Le problème du pouvoir d'achat des fonctionnaires et des agents de l’Etat est en fait le même que celui des salariés du secteur privé. Comme le rappelle régulièrement le centre de recherche et des coûts (CERC), une forte impression de régression du pouvoir d’achat prédomine depuis de nombreuses années chez tous les salariés car la faible hausse du salaire net moyen est largement inférieure à la perte nette due à l’inflation.
Cette régression vient de loin. C’est en effet en 1982 que François Mitterrand et son ministre de l'Economie et des Finances, Jacques Delors, ont entamé le tournant de la rigueur en supprimant l’échelle mobile des salaires qui protégeait jusqu'alors le pouvoir d'achat des salariés. Ce fut un coup fatal particulièrement dramatique pour 40% d’entre eux déjà victimes du chômage total ou partiel, du temps de travail partiel subi, d’un déménagement pour cause professionnelle, etc. A cette époque, voulant lutter contre l’inflation, le gouvernement bloqua dans la Fonction publique les salaires qui avaient suivi jusqu’ici l’évolution des prix. Il incita ensuite les employeurs du secteur privé à agir de même, en les invitant à faire évoluer les salaires en fonction du taux d’inflation « prévu » par le gouvernement.
Les clauses d’indexation des salaires sur les prix furent ensuite retirées une à une des conventions collectives dans les années qui suivirent. Les lois Auroux réaffirmèrent leur interdiction dans le Code du Travail, article L.141-9 : « sont interdites, dans les conventions ou accords collectifs de travail, les clauses comportant des indexations sur le salaire minimum de croissance ou des références à ce dernier en vue de la fixation et de la révision des salaires prévus par ces conventions ou accords. »
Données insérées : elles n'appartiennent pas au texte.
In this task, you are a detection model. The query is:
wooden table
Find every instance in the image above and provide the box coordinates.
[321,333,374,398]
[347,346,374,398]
Et aujourd’hui, dans de nombreuses branches professionnelles, c'est ainsi que le salaire d’embauche est souvent inférieur au SMIC. Une prime dite « résorbable » est alors versée aux salariés concernés mais sans toucher aux salaires supérieurs au SMIC, cette pratique est responsable d’un tassement continue des salaires vers le bas. Autre conséquence collatérale : en 30 ans, le partage de la valeur ajoutée s'est ainsi déplacé de 11 points du travail vers le capital !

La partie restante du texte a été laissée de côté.